Chief Court Reporter

THE High Court has reinstated Francesco Marconati and Mark Andrew Hughes as directors of DGL Investments Number Five (Pvt) Ltd following a legal dispute over their purported removal.

The judgment, delivered by Justice Mphokiseng Dube in Bulawayo, declared the removal of the applicants void and ordered their immediate reinstatement.

The case arose from allegations that the applicants were unlawfully removed as directors of DGL through the filing of a CR6 return on August 4, 2024.

The applicants argued that the filing, which indicated their resignation, was invalid as it did not follow due process outlined in the Companies and Other Business Entities Act (Chapter 24:31).

They contended they were neither invited to a meeting to discuss their removal nor had they resigned voluntarily.

The pair stated that their removal was done without proper notice, a valid resolution, or consultation with shareholders.

Furthermore, they claimed the changes were affected by the third respondent, Xing Ming Chang, whose signature appeared on the disputed CR6 return.

DGL and Hidden Spring Investments (Pvt) Ltd did not oppose the application. Xing, the sole opposing party, argued that the applicants lacked locus standi (legal footing) and that the matter required oral evidence due to material disputes of fact.

However, the court found Xing’s arguments vague and unsupported by evidence.
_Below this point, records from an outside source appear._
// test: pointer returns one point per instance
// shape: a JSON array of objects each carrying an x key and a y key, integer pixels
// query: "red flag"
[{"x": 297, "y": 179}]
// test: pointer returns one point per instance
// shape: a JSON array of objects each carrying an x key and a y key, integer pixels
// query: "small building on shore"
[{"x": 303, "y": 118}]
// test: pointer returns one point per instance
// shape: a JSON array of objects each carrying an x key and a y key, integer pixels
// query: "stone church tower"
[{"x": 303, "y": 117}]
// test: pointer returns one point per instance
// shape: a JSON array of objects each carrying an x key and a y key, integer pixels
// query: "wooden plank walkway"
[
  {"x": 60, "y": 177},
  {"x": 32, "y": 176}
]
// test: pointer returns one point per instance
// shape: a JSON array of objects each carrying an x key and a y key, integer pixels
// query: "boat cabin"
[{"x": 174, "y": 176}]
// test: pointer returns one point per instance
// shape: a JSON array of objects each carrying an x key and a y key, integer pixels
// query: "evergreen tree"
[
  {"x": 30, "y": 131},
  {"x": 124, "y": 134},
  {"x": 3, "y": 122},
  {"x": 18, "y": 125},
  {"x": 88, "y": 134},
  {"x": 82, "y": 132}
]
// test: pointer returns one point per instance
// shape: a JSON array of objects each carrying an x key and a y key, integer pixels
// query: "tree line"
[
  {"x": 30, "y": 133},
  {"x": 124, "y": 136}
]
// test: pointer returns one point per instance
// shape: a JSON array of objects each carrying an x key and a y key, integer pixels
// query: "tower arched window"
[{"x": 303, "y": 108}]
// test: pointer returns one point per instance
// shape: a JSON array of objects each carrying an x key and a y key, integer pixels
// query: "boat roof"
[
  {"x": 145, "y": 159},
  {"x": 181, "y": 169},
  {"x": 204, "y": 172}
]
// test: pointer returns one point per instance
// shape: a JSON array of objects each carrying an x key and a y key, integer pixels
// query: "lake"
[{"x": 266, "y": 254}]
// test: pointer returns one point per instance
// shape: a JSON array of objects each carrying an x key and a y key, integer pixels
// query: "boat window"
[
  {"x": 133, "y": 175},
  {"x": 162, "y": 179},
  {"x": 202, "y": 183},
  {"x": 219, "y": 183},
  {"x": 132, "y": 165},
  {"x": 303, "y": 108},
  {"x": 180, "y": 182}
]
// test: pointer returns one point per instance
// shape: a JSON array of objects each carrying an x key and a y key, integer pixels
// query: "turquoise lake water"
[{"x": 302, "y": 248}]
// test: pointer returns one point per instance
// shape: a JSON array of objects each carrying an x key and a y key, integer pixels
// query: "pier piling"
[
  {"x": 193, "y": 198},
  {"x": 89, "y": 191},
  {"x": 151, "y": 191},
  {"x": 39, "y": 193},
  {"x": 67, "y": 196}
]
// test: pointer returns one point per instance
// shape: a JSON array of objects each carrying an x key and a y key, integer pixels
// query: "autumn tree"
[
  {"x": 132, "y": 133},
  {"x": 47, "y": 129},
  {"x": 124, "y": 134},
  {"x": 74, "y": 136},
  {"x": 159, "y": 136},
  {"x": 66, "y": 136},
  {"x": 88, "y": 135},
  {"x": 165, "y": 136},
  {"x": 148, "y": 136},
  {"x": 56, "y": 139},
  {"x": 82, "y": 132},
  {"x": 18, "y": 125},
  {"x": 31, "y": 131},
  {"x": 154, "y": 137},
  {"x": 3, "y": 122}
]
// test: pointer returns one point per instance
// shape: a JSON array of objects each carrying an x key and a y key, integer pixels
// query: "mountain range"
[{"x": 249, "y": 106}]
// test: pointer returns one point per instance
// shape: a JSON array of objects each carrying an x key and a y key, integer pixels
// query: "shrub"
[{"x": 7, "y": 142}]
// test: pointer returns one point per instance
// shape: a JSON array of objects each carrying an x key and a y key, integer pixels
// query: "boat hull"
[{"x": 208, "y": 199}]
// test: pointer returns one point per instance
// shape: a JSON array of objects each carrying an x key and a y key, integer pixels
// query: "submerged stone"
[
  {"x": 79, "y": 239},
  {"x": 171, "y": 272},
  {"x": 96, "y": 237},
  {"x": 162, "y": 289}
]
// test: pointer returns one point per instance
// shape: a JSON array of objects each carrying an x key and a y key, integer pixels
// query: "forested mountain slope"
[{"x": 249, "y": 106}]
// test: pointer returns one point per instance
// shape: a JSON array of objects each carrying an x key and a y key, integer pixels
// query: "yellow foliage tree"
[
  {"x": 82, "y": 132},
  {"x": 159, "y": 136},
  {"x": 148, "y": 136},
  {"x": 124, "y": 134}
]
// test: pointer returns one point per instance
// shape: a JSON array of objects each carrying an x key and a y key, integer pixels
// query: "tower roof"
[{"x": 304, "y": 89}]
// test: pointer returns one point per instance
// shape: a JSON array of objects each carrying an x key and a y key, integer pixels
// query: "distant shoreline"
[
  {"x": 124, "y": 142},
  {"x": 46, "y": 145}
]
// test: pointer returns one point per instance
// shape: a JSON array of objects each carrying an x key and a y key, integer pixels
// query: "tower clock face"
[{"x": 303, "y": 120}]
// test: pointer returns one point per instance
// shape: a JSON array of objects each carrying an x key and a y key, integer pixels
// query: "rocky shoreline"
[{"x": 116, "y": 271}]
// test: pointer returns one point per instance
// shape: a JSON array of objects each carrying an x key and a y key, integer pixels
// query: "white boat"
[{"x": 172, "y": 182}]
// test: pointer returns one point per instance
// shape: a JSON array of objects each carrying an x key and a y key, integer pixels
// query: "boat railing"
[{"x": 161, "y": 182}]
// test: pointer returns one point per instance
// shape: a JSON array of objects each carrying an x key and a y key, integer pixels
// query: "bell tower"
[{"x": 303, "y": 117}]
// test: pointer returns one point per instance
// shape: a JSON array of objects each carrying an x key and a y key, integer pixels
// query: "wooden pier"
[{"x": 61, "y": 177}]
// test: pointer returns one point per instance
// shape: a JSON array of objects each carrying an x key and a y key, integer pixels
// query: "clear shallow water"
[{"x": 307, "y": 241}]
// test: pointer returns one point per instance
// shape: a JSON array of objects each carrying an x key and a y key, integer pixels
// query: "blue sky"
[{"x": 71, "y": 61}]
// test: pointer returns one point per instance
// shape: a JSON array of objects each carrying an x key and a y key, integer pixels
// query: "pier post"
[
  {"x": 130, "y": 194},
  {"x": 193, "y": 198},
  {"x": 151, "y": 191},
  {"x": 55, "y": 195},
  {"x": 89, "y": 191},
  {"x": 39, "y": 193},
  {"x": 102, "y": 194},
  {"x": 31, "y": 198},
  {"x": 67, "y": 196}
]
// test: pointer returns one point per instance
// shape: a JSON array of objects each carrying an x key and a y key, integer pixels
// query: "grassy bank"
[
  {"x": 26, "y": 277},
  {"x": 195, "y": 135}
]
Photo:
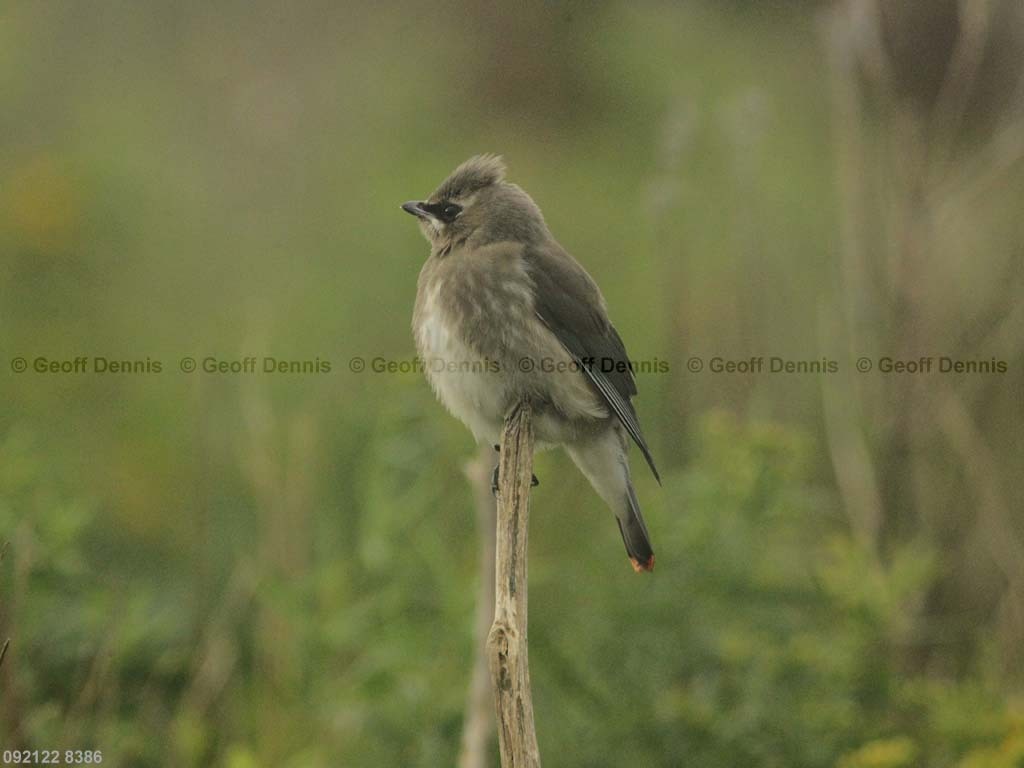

Justice Dube noted that Xing failed to deny key allegations, including his role in effecting the changes to the CR6 return.

The court ruled that the removal of the applicants was a nullity, as it violated Section 202 of the Companies and Other Business Entities Act and the articles of association of the first respondent.

Justice Dube emphasised that corporate governance principles and natural justice were ignored in the process.

The court also dismissed Xing’s objection to the applicants’ affidavits, expunging Mr Hughe’s affidavit but stating that this did not affect the merits of the case.

The applicants successfully demonstrated a direct and substantial interest in their positions as directors and satisfied the requirements for a declaratory order under Section 14 of the High Court Act [Chapter 7:06].

The ruling restores the applicants to their positions as directors of DGL. Costs of the suit were awarded to the applicants.

Madzima and Co Law Chambers represented the applicants, while Guwuriro and Associates acted for Xing.